Anna-Maja Henriksson, the chairperson of the Swedish People’s Party, spoke to reporters as she arrived at the House of the Estates in Helsinki on Wednesday, 3 May 2023. The Swedish People’s Party is the only of the four parties involved in the coalition formation talks to have seen its popularity decrease – albeit only marginally – since the parliamentary elections held in early April, suggests a poll by YLE. (Antti Aimo-Koivisto – Lehtikuva)


THE PECKING ORDER between the National Coalition, Finns Party and Social Democrats has stayed unchanged after the parliamentary elections held in Finland on 2 April, indicates a poll by YLE.

Both the National Coalition and Finns Party, the poll found, have seen their popularity increase since the elections, the former by 0.8 percentage points to 21.6 per cent and the latter by 0.5 points to 20.6 per cent.

Support for the Social Democratic Party has not moved from 19.9 per cent.

Tuomo Turja, the research director at Taloustutkimus, stated to the Finnish public broadcasting company that the results are typical for a post-election poll in that they align fairly well with the election results.

Support for the Centre falling by 1.1 points from the elections to 10.2 per cent is indicative of another common trend. “What has happened traditionally is that the party that lost the most in the elections continues on the same trend,” said Turja.

The Green League and Left Alliance share fifth place in the poll after the former gained 0.4 points and the latter 0.5 points to climb to 7.5 per cent.

Even though support for the two left-green parties has rebounded since the elections, Turja cautioned against interpreting it as a sign that those who voted tactically are reaffirming their support for their usual party of choice. The polling data show that an unusually high proportion of respondents – more than 90 per cent – stands by the same party they supported in the elections.

“At least nine in ten of those who voted for a party one month ago think that they’d still vote for that same party,” said Turja. “In that light, the Social Democrats isn’t in a situation where voters who prefer the Greens or Left Alliance are having regrets.”

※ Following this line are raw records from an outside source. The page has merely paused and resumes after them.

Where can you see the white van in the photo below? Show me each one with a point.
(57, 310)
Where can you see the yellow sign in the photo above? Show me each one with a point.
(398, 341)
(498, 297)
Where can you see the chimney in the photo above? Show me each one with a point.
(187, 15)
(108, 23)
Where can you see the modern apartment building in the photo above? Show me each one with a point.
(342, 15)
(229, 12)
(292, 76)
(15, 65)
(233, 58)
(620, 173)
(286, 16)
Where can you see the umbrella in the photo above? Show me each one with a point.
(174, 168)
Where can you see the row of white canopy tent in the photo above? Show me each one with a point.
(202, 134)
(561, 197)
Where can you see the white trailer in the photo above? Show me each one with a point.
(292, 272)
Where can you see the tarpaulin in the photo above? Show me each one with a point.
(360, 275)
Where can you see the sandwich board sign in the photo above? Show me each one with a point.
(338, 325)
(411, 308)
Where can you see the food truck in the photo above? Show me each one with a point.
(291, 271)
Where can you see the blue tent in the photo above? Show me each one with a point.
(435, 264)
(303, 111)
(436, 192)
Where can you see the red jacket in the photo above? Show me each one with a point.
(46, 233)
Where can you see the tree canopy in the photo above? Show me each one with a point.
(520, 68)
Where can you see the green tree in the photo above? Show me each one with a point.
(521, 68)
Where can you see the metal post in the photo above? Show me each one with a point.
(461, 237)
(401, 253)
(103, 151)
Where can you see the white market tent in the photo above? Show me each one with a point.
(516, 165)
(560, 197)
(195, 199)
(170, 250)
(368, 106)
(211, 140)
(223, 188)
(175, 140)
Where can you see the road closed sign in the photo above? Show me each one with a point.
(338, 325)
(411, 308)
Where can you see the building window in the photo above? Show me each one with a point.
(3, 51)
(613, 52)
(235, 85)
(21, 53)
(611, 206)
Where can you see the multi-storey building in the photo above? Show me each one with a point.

The Social Democratic Party benefited by far the most from tactical voting in the elections, according to a survey conducted for Toivo Think Tank by Kantar Public. Almost a quarter (23%) of its voters revealed that the party was their secondary choice and received their voice because they tried to ensure or prevent the forming of a certain kind of ruling coalition.

Secondary votes made up an average of 8.7 per cent of the vote share of the other parties.

The think tank is affiliated with the National Coalition.

Turja on Thursday also drew attention to another sign of little mobility among voters: the Social Democrats seems to be unaffected by Prime Minister Sanna Marin’s announcement that she is not seeking re-election at the helm of the party.

The Christian Democrats and Swedish People’s Party have swapped places since the elections, with the former gaining 0.1 points to 4.3 per cent and the latter dropping 0.2 points to 4.1 per cent. The Swedish People’s Party is thereby the only of the four parties involved in the coalition formation negotiations to see its popularity decline since the elections.

The negotiations are being held between the National Coalition, Finns Party, Swedish People’s Party and Christian Democrats.

Taloustutkimus interviewed 2,594 people for the poll between 3 April and 2 May. As many as 2,098 of the respondents were able and willing to reveal which party they would vote for if the elections were held today.

“An unusually high share, nearly 81 per cent stated their preference,” Turja highlighted to YLE.